You shouldn’t constantly monitor your employees. Instead, give them time to clear their mind and do non-coding-related activities such as:
Play computer games.
Browse the web.
Watch videos or listen to netcasts.
Read articles or books.
Work on open-source software or their own personal projects.
Chat with their co-workers or on-line peers.
Take walks in the neighbourhood, do sports, go to clubs and other activities.
These tasks and others don’t interfere with the work much, and actually contribute to productivity. And along with pair programming, you can be more certain your programmers will work. Don’t judge your employees by how they spend their time at work - instead judge them by the overall progress they do in the long run.
Moreover, some tasks that your employees do at their free time, may eventually bring your company publicity and esteem. Part of the reason Joel Spolsky’s Fog Creek Software company is so well-known is because of the Joel on Software blog, which is one of the most-read weblogs about software management. This in turn resulted in a lot of publicity to the products of Fog Creek.

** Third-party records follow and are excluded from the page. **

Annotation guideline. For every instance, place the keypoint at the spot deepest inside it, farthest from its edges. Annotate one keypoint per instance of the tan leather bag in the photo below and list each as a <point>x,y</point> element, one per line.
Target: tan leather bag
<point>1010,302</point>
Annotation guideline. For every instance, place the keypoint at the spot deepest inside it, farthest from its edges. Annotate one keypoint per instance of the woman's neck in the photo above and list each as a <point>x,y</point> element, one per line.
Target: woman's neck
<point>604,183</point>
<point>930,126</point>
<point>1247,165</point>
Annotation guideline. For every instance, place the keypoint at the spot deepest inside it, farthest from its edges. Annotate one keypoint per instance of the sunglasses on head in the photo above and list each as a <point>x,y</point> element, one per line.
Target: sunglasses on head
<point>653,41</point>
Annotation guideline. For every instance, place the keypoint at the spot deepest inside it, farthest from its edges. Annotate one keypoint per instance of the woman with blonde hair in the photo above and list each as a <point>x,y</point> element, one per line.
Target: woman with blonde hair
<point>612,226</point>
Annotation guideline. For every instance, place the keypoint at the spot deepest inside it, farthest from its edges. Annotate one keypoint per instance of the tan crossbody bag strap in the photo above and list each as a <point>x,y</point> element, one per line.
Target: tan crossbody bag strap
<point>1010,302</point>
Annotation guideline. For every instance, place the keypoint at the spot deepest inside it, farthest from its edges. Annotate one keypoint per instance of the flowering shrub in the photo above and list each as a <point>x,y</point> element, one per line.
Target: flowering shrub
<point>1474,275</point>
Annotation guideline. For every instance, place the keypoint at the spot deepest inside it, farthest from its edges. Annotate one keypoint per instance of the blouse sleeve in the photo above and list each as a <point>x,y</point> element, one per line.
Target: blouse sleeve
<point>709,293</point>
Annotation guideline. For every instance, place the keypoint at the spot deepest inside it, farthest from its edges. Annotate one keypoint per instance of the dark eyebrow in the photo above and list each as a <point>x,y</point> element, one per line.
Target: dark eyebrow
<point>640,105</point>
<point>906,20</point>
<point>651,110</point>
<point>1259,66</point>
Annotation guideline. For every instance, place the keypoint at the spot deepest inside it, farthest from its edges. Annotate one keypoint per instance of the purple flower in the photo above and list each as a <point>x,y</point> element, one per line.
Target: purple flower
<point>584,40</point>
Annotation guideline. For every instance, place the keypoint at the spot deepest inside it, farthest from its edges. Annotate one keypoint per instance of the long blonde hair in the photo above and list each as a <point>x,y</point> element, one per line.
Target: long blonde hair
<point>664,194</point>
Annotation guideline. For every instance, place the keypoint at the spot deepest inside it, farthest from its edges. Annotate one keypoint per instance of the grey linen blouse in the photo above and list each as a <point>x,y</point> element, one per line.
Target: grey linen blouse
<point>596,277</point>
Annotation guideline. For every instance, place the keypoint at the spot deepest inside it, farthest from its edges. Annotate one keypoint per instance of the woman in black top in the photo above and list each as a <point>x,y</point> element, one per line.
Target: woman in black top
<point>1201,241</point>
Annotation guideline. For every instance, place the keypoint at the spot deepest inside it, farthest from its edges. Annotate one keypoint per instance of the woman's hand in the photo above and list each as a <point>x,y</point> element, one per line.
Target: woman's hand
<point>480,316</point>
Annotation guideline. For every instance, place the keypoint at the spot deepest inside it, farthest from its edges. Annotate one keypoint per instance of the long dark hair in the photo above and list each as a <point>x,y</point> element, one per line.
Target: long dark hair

If your employees are productive, you should not really be concerned what they are doing on their work time. [EricSink] Google allows its employees work on non-work-related-tasks 20% of the time (while Google still owns the intellectual rights to their creations). I would go a step further by saying you simply should allow your employees to do as much non-work-related leisure as they feel they need to on their working hours. Tell them you expect long-term results, not 100% productivity-of-time.